Arizona Sen. John McCain stepped up his criticism of the White House over the weekend, blasting President Trump for seeming to accept Russian leader Vladimir Putin's assurances that the Kremlin didn't interfere in U.S. elections.
"There's nothing 'America First' about taking the word of a KGB colonel over that of the American intelligence community," McCain said in a written statement, referring to Trump's stated foreign policy objective and to Putin, a former operative in the Russian intelligence service.
"Vladimir Putin does not have America's interests at heart. To believe otherwise is not only naive but also places our national security at risk," McCain, the chairman of the Senate Foreign Relations Committee, said.

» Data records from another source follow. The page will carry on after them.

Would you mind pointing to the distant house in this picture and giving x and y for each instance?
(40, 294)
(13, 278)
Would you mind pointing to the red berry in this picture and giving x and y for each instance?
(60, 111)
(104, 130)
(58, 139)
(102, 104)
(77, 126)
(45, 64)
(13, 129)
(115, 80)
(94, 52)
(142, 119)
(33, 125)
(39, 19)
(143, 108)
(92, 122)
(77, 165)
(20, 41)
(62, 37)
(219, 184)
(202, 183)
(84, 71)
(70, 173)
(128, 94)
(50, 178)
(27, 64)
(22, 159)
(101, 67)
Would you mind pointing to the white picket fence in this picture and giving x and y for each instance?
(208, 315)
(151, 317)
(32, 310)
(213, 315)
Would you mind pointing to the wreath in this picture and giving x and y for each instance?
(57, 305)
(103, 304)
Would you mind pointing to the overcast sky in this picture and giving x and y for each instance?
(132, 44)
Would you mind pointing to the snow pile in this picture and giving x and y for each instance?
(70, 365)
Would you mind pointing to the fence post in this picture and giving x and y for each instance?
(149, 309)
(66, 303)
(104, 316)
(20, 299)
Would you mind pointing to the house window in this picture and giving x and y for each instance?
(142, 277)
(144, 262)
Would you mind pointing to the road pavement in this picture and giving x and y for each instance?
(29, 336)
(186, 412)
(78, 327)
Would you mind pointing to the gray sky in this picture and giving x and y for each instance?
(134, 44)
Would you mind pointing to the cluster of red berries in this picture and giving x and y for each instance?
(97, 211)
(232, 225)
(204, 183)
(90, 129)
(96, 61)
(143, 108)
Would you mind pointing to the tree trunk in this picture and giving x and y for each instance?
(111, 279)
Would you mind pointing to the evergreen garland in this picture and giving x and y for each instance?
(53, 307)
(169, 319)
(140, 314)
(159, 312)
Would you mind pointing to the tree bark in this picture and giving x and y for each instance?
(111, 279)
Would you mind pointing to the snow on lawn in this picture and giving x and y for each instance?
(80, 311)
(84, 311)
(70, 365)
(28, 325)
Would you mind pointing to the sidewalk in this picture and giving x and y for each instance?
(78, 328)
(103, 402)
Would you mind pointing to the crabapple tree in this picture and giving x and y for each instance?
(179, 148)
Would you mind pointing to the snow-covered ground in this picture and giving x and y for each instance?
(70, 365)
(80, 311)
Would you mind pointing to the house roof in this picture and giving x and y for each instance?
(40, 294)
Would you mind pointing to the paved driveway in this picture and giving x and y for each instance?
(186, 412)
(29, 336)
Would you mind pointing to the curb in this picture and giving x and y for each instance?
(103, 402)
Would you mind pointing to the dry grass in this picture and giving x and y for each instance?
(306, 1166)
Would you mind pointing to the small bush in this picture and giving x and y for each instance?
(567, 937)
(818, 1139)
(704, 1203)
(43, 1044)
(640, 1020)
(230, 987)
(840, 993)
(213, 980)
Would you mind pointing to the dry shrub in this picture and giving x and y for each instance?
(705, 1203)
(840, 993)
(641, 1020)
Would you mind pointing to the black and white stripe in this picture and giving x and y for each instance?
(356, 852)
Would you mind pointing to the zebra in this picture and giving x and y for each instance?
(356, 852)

Trump, who met with Putin on the sidelines of the Asia-Pacific Economic Cooperation summit in Danang, Vietnam, told reporters that he had again asked Putin if he meddled in the election.
Speaking on Air Force one, Trump said Putin had told him that he "absolutely did not meddle in our election, he did not do what they are saying he did."
"I asked him again. You can only ask so many times," the president said.
Later, the president sought to clarify, saying: "I believe that he [Putin] feels that he and Russia did not meddle in the elections."
"As to whether I believe it, I'm with our agencies," Trump said, "As currently led by fine people, I believe very much in our intelligence agencies."
Although the president has wavered in his assessment about Russian interference in the November election – alternately calling it "fake news" and acknowledging that it happened — his intelligence chiefs have not, save for CIA Director Mike Pompeo who did, only to have his own agency later walk back his remarks.
McCain has become increasingly critical of President Trump in recent weeks.
The Arizona Republican denounced "half-baked spurious nationalism" and the abandonment of U.S. global leadership in what amounted to a thinly veiled excoriation of the White House.
McCain's unvarnished criticism comes as independent counsel Robert Mueller's investigation of possible collusion between Russia and the Trump campaign to damage the candidacy of Hillary Clinton heats up.